1.
Successive Cyclic Movement and Criterial Agreement
Ok
back to the main text: Chomsky next turns to the most interesting cases:
labeling in cases where a and b are “XPs.”[1] So say we had something like {{a,b}, {c,{d…{e…}}}}.
An example would be any “spec-XP” configuration (but don’t use this terminology
in the vicinity of Chomsky because he will immediately tell you that Specs
don’t exist (c.f. the funny interchange with David P and Chomsky over this in
the last 30 minutes of the lecture). Here the MLA cannot function given that
there is no single most prominent
atom within the set. In the above, a,b and c are equally prominent.
Chomsky puts this inability to label to very good use: he uses it to
motivate successive cyclic movement and (Rizzi’s) Criterial Agreement
Principle. Let’s consider these in turn.
First
successive cyclic movement: One of the ways of evading the impotence of the MLA
when inspecting a {XP,YP} configuration is to move one of the two. Say XP is a DP and YP is a non-finite “T’.”

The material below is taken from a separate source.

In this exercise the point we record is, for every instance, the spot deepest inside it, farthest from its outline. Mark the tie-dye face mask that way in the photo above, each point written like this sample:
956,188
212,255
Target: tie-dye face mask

Then were XP to move and if this
rendered the copy/occurrence inside the set “invisible” (we return to this)
then there would be a unique most prominent atom (e.g. c in {{a,b}, {c,{d…{e…}}}}).
Note that this assumes that the tail of the movement chain is
unavailable for labeling. Indeed, lower
copies are generally invisible in CS (Chomsky discusses the Icelandic data that
illustrates that tails of chains are not potential interveners). Chomsky notes,
however, that this is not the way we
want to describe matters for it sounds too traceish. After all, if these are
all copies, then why make invidious distinctions between any of the
occurrences? Isn’t this just sneaking in
trace licensing considerations into FL under another name? I think that Chomsky thinks that it would be.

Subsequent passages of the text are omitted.